The MNS Chief has asked people to stop paying toll taxes unless the government explains “where the money is going and for what purpose it is being used”. However, as all know, Thackeray is not a silent protester. Soon after his 'humble appeal' to the state's citizens, MNS party workers set out vandalising toll plazas in Navi Mumbai and on the outskirts of Mumbai. In his proposition, Thackeray is not making baseless accusations on the state government. His party had, in fact, surveyed several toll booths across different regions of the state and, as statistics suggest, tenures of these toll booths have long been over.

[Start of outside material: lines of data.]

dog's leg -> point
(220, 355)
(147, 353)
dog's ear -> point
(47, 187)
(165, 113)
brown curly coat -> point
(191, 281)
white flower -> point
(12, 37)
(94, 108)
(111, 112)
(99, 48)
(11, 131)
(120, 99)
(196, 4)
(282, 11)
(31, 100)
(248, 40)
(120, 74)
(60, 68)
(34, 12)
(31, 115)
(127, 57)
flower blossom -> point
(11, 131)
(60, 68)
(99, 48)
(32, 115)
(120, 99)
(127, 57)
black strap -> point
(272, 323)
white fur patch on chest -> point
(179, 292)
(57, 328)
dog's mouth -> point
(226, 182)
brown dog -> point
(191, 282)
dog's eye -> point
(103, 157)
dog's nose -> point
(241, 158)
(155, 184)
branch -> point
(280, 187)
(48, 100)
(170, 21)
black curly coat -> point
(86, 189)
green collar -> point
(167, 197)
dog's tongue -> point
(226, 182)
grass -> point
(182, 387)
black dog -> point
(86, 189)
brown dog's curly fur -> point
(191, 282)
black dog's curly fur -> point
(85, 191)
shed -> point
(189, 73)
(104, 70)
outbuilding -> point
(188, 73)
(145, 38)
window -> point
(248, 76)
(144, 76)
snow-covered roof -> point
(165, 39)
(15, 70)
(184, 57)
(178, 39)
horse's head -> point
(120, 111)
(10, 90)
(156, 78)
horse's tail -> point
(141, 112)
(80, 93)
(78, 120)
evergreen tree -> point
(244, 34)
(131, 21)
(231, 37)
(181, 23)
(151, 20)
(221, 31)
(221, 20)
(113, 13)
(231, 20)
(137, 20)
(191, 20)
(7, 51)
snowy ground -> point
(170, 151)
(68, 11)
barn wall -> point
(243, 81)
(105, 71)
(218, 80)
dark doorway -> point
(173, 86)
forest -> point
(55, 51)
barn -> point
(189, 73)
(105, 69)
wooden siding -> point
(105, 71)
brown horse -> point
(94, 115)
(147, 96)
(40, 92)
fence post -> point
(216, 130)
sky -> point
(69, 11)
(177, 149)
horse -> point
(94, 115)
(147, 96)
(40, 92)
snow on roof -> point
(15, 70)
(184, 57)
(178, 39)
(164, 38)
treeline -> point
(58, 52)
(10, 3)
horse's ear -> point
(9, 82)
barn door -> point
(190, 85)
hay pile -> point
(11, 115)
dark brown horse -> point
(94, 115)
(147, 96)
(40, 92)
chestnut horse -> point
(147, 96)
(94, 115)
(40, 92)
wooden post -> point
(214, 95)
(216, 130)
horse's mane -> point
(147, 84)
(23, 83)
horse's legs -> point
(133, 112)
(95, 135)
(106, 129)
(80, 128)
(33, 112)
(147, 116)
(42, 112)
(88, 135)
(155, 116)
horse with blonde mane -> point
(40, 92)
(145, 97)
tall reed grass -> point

Thackeray points out that the contractors have been fudging the real figures of tax collections on tolls. This way, they have not only extended the tenure of the toll booths, but also revised the rates at various booths. In fact, collections from some toll booths went straight into the state government's funds. The MNS Chief said that the real practice should be to bring down the tax denominations slowly and then sooner or later do away with the taxes completely. He brought up the example of the famous Bandra-Worli sealink in Mumbai and quoted “The toll is collected with the promise that the roads would be maintained, but they are in a bad shape and in one year, the toll collections were used to pay salaries to teachers in government-run schools.”

Soon after, MNS activists were seen stationed at toll booths across the state that let vehicles pass the booths without paying the tax. The government was, however, prepared for agitation from MNS workers once Thackeray's statement went public. Policemen were deployed at various toll nakas and over 60 MNS workers were detained as they tried to stop collection proceedings in Mumbai. Situations were no different in Pune with around 40 preventive arrests made so far.

It is difficult to speculate whether the government and local contractors will make ends meet before it becomes a public outrage. With rising petrol prices and awful road conditions, the removal of toll tax might come as a sigh of relief for vehicle owners.